Once this is done, we can ignore the first row and first column of the matrix, and repeat the same process with the remaining two columns and three rows. Because these rows already have zeros in the leftmost column, adding multiples of them to each other won't change the leftmost column. After repeating this for all columns, ignoring one more row every time we move on to the next column, we have the zeros.
This shows that there can't be 4 linearly independent 3D vectors. We also can't have more than 4, because then we could pick 4 of them, and they would be linearly independent. The same process works with any other dimension $n$ instead of 3.
There cannot be more than $n$ linearly independent $n$-dimensional vectors.
Spanning with just linear independence¶
Let $\red{\vec u}$, $\blue{\vec v}$ and $\green{\vec w}$ be linearly independent 3D vectors. If their span doesn't contain all 3D vectors, there's a 3D vector $\magenta{\vec m}$ that is not in $\span(\red{\vec u}, \blue{\vec v}, \green{\vec w})$. Then $\red{\vec u}$, $\blue{\vec v}$, $\green{\vec w}$ and $\magenta{\vec m}$ are linearly independent:
- $\magenta{\vec m}$ is not a linear combination of $\red{\vec u}$, $\blue{\vec v}$ and $\green{\vec w}$, because it isn't in their span.
-
If $\red{\vec u}$ was a linear combination of other vectors, as in
$$
\red{\vec u} = a\blue{\vec v} + b\green{\vec w} + c\magenta{\vec m},
$$
we have two cases, neither of which can actually happen:
- If $c=0$, then $\red{\vec u}$ is a linear combination of $\blue{\vec v}$ and $\green{\vec w}$. This isn't possible, because $\red{\vec u}$, $\blue{\vec v}$ and $\green{\vec w}$ are linearly independent.

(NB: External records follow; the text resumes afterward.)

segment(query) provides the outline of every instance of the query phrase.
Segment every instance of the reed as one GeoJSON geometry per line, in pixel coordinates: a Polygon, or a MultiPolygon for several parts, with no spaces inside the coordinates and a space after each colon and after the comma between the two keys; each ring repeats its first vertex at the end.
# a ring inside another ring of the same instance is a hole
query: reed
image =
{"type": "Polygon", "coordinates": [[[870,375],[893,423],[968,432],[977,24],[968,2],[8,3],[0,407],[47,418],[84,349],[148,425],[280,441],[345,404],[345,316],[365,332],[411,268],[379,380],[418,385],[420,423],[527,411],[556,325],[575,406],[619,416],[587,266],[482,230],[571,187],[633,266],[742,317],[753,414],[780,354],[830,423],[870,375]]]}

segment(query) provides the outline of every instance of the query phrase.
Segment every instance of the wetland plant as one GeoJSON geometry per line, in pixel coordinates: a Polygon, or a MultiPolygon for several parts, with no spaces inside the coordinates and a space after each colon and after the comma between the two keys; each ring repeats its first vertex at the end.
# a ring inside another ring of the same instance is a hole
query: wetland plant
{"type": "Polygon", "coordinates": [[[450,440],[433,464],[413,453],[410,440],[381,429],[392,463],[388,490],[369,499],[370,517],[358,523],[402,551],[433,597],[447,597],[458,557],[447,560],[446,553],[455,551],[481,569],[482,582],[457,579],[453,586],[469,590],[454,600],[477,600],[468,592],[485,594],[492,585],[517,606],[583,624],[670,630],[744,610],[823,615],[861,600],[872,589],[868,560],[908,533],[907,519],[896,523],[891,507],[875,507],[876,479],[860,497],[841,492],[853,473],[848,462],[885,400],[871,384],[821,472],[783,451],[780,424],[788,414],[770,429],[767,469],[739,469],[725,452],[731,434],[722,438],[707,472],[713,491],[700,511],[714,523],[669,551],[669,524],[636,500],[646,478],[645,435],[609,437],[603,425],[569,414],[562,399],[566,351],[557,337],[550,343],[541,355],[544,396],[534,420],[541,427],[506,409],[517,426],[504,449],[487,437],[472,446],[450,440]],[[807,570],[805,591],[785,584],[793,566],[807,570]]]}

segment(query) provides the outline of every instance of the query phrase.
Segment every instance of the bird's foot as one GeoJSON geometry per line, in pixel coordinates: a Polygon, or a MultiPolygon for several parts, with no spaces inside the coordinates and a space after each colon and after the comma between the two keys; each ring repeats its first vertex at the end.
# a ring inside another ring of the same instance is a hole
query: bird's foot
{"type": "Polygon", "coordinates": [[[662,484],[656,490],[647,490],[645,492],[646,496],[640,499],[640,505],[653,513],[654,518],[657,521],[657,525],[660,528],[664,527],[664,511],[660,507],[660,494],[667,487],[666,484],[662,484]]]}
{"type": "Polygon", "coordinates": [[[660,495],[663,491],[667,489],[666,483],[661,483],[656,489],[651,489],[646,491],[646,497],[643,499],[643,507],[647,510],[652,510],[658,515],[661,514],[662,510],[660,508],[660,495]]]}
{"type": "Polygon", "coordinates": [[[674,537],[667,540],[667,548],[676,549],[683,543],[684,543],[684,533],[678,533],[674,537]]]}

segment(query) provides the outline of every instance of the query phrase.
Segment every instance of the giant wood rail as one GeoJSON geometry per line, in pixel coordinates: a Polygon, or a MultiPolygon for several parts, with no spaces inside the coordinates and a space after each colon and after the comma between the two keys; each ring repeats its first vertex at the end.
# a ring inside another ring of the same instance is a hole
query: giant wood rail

- If $c \ne 0$, then we can divide by $c$ and solve $\magenta{\vec m}$ as a linear combination of other vectors: $$ \magenta{\vec m} = \frac{1}{c}\red{\vec u} - \frac{a}{c}\blue{\vec v} - \frac{b}{c}\green{\vec w}. $$ This isn't possible either, because $\magenta{\vec m}$ is not in the span of $\red{\vec u}$, $\blue{\vec v}$ and $\green{\vec w}$.
- If $\blue{\vec v}$ or $\green{\vec w}$ was a linear combination of other vectors, we could do the same steps we did with $\red{\vec u}$.
By our previous result, it is not possible to have 4 linearly independent 3D vectors. This means that any span of any 3 linearly independent 3D vectors must contain all 3D vectors. The same works with any other dimension instead of 3.
The span of any $n$ linearly independent $n$-dimensional vectors is the set of all $n$-dimensional vectors.
This is basically a generalization of $\span((1,0,0),(0,1,0),(0,0,1)) = \mathbb{R}^3$ that works with any linearly independent vectors.